当前位置:网站首页>12 initialization of beautifulsoup class
12 initialization of beautifulsoup class
2022-06-23 17:38:00 【Andy Python learning notes】
12 BeautifulSoup Class initialization
List of articles
beautifulsoup4 Shorthand for bs4.
bs4 Kuo is Python Third party library .
The function is to extract data from documents .
bs4 It's the library .
BeautifulSoup It's a class .
【 Knowledge review 】
The first letter of the class should be capitalized .
Class instantiation syntax : object = Class name ( Parameters )
12.1 BeautifulSoup Class initialization method
1. Initialization steps

2. initialization BeautifulSoup object
# from bs4 Import... In the library BeautifulSoup class
from bs4 import BeautifulSoup
# Pass in markup、features2 Parameters , Get an instantiated object
# object = Class name ( Parameters )
soup = BeautifulSoup(markup=, features=)
12.2 BeautifulSoup The meaning of the parameter
1. Parameters markup
Parameters markup Refers to the resolved HTML String or file content .
1. Use string variables
# from bs4 Import... In the library BeautifulSoup class
from bs4 import BeautifulSoup
# html_str Is a string variable , It is usually obtained from the previous step HTML Code
soup = BeautifulSoup(html_str)
2. Use open() Function to open a file
# from bs4 Import... In the library BeautifulSoup class
from bs4 import BeautifulSoup
# Use open Function to open the file , Get the file object
# File objects can also be used as initialization parameters
# index.html finger HTML Code
soup = BeautifulSoup(open(index.html))
2. Parameters features
Parameters features Refers to the type of parser
1. Specify the parser
# from bs4 Import... In the library BeautifulSoup class
from bs4 import BeautifulSoup
# html_str To parse HTML Code ( The data type is string )

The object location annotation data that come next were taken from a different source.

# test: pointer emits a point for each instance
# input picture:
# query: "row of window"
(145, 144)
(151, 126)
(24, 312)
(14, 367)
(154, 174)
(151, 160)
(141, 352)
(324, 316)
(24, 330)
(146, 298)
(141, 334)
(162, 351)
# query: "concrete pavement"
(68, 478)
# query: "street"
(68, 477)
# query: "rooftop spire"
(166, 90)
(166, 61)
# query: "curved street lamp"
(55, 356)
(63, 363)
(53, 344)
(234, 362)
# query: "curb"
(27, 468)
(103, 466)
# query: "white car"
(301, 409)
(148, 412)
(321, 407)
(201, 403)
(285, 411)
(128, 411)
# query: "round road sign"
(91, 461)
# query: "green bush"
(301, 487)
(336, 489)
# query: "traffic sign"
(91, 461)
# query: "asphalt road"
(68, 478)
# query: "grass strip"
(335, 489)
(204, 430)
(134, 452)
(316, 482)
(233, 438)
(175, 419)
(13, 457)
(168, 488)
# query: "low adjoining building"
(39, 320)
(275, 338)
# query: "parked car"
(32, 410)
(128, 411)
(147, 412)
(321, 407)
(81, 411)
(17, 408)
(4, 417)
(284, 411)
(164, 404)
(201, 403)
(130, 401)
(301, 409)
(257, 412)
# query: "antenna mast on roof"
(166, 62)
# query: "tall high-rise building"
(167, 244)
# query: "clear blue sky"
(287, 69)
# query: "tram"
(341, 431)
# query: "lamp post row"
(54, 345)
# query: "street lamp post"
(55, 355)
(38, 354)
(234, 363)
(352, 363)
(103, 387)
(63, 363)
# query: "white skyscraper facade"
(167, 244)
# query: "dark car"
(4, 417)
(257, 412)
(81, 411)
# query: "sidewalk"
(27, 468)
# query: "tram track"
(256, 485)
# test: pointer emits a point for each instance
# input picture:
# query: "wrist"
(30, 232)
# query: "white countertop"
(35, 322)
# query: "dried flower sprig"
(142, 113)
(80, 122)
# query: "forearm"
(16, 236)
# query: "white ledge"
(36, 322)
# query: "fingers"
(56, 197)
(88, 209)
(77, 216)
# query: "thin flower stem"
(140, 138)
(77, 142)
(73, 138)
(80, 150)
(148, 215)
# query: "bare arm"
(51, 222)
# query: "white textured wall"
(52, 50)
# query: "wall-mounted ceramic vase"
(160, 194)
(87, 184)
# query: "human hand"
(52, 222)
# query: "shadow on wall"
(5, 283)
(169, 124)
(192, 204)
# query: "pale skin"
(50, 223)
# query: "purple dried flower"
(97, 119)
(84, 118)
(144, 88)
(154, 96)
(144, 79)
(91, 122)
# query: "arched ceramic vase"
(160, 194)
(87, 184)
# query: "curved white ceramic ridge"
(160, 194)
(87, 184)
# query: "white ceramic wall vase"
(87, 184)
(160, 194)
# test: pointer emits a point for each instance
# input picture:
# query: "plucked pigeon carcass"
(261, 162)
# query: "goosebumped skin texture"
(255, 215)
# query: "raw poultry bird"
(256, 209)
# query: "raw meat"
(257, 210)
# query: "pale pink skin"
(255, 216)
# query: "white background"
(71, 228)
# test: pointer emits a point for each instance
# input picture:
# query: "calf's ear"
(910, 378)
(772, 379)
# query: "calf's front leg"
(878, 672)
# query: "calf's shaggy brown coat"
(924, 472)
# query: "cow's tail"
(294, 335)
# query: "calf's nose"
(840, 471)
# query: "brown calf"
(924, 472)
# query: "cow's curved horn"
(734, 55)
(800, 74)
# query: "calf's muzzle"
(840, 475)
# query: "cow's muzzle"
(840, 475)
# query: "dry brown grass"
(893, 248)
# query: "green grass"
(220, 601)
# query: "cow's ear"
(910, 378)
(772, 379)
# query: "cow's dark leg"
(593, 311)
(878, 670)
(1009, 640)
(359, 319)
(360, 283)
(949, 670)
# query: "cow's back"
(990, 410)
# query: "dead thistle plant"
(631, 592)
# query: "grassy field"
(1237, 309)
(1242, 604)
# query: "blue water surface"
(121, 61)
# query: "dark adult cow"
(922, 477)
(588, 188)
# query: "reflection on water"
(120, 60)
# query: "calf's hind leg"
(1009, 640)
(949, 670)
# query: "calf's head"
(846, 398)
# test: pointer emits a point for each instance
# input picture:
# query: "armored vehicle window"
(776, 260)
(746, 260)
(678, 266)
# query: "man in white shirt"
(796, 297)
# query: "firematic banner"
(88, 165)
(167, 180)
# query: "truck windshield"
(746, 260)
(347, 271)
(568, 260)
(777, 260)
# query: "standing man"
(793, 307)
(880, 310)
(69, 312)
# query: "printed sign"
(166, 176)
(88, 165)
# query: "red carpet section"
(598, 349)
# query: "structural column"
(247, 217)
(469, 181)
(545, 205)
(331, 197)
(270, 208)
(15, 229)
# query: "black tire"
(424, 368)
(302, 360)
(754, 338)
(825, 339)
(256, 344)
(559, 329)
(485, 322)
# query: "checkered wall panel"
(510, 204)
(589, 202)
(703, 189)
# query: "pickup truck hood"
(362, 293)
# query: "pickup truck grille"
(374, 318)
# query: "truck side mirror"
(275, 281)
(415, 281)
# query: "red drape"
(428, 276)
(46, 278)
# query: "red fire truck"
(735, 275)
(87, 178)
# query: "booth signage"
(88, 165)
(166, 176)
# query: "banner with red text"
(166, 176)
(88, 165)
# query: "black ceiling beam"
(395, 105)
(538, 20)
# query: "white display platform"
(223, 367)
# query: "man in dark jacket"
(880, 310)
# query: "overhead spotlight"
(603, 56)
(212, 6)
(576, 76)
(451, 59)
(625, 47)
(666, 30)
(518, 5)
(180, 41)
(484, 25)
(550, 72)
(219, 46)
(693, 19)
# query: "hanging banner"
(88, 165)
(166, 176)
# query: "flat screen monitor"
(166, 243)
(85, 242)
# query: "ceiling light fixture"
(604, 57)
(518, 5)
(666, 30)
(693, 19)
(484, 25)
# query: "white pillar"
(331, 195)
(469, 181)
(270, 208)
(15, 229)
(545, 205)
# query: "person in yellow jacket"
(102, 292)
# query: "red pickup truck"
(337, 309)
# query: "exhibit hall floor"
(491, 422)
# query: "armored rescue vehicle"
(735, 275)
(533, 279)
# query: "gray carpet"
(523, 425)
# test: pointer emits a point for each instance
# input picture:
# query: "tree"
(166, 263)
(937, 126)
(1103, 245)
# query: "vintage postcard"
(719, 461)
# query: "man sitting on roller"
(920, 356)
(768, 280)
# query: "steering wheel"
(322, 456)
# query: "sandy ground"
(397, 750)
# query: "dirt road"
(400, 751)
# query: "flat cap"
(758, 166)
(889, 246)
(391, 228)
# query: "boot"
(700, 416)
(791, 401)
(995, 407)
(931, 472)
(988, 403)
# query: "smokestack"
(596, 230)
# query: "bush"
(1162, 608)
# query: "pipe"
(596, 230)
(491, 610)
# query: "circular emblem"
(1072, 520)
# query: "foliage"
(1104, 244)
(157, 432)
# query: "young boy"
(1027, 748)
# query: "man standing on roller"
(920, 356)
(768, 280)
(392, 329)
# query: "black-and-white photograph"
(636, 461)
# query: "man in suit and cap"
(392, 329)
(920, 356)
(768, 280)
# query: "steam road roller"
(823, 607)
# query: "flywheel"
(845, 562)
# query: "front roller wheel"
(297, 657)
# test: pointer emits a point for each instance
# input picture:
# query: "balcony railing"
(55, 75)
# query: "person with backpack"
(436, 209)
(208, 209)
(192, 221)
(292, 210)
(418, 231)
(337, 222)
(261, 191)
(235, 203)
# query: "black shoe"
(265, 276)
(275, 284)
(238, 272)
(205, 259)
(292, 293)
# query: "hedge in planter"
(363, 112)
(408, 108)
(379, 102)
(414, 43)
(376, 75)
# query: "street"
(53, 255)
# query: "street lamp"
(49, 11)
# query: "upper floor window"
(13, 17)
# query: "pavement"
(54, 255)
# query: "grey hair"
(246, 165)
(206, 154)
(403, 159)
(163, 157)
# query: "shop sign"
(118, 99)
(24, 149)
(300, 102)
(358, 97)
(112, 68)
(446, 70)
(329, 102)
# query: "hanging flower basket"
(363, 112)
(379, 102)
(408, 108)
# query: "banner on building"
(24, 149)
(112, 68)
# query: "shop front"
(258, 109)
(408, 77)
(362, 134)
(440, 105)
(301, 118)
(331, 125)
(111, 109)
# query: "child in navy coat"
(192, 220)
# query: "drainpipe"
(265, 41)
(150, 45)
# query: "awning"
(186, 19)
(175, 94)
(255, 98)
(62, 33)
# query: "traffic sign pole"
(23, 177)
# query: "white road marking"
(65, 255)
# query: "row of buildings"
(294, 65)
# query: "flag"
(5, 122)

# The parser is 'lxml', Notice the quotation marks around the parser
# object = Class name ( Parameters )
soup = BeautifulSoup(html_str, 'lxml')
# from bs4 Import... In the library BeautifulSoup class
from bs4 import BeautifulSoup
# html_str To parse HTML Code ( The data type is string )
# The parser is 'html.parser', Notice the quotation marks around the parser
# object = Class name ( Parameters )
soup = BeautifulSoup(html_str, 'html.parser')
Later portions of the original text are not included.